Giovedì, 18 Luglio 2024
Calcio

In viaggio (verso Euro 2024) con papà, che lo giustifica a scuola: “Faremo una gita educativa in Germania”

La singolare storia di Iain Meiklejohn e di suo figlio dodicenne Aleks, che salterà con la benedizione del papà due settimane di lezioni, durante le quali "visiteremo diverse città, dove studieremo gli alti e bassi emotivi estremi che solo un tifoso scozzese attraversa"

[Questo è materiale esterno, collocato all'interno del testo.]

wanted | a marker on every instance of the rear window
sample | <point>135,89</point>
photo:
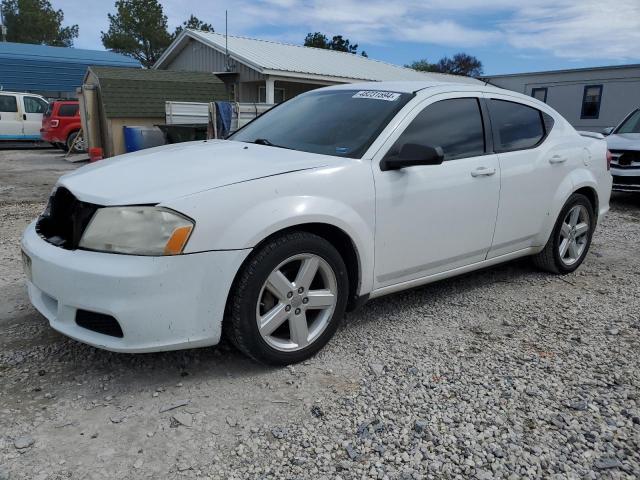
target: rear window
<point>68,110</point>
<point>517,126</point>
<point>8,103</point>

I Campionati Europei in Germania come gita educativa ed utile alla formazione scolastica? Sì, con tanto di giustificazione redatta dal papà a beneficio delle insegnanti del figlio, che hanno ricevuto la comunicazione dell’assenza di Aleks, dodicenne edimburghese, per l’intera permanenza della nazionale scozzese ad Euro 2024. La surreale vicenda, citata ieri dal Daily Mail, trova la sua ambientazione nella terra di Sant’Andrea, e vede protagonista Iain Meiklejohn, 48 anni e fiero appartenente della Tartan Army. Troppo importante la qualificazione della Scozia alla kermesse continentale tedesca per perdersi l’appuntamento, e pazienza se questo comporterà far saltare almeno una quindicina di giorni di lezione al figlio. Cosa peraltro capitata anche in altre circostanze, visto che quello in direzione Germania sarà il quinto viaggio internazionale di Aleks al seguito della nazionale con al fianco il papà, che dagli Europei del 1996 non lascia mai sola in trasferta la squadra del suo paese.

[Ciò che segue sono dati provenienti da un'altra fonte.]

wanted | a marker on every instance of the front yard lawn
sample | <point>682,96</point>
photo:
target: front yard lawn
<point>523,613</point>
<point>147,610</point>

“Faremo un viaggio educativo in Germania – ha scritto nel messaggio di posta elettronica indirizzato alla scuola – visitando diverse città, dove studieremo gli alti e bassi emotivi estremi che solo un tifoso scozzese attraversa. E farò in modo che Aleks presenti un rapporto dettagliato al suo ritorno”. Il tour è già stato pianificato: primo pernottamento a Francoforte, poi la prima tappa a Monaco per assistere all’esordio della nazionale contro i padroni di casa della Germania, quindi lo spostamento a Colonia e Stoccarda per gli impegni degli scozzesi contro Svizzera ed Ungheria. E chissà che, in caso di qualificazione alla fase ad eliminazione diretta, la permanenza non si allunghi ulteriormente.

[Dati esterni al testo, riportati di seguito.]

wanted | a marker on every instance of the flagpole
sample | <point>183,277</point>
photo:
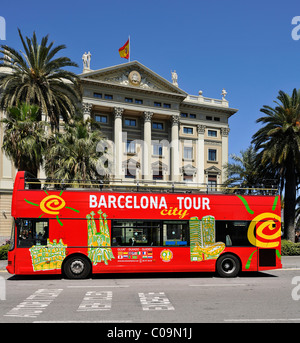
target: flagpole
<point>129,48</point>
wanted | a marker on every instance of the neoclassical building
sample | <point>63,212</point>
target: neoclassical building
<point>156,132</point>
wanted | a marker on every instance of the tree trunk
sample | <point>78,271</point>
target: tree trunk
<point>290,201</point>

Intervistato da alcune testate britanniche, papà Iain ha detto che in casa Meiklejohn si simpatizza anche per la Polonia (paese di origine della mamma) qualora la Scozia non riesca ad arrivare alla fase finale di qualche manifestazione internazionale, ma non è questo il caso. E l’amore verso la nazionale lega padre e figlio nonostante siano diversi i club per cui fanno il tifo durante il campionato. “Io sono un fan del Dundee United, Aleks invece è appassionato degli Hearts – ha spiegato durante Drivetime, trasmissione di BBC Radio Scotland – ma in occasioni come queste superiamo queste divergenze e siamo uniti nel sostenere la nostra nazionale”, spiegando anche di non essere preoccupato delle possibili ripercussioni legate alla prolungata assenza del dodicenne dai banchi di scuola.

“Mio figlio imparerà di più in un paio di settimane di viaggio che a scuola – prosegue il papà – considerato anche che ora siamo la fine del trimestre quando i ritmi di lavoro cominciano a rallentare. Lo abbiamo fatto anche altre volte in passato, e non ci sono mai stati problemi. Perché adesso dovrebbe essere diverso?”. Un’esperienza sicuramente indimenticabile per Aleks, abituato a viaggiare sin da piccolino e che da grande vorrebbe diventare proprio un pilota di aerei per visitare il mondo. E se anche il progetto fallisse, c’è da scommettere che l’amore per il calcio lo porterà comunque a girarlo. “It’s all about Scotland”, come sostiene Iain, ovvero “è tutta una questione di Scozia”. E di calcio, l’unica religione che non contempla atei.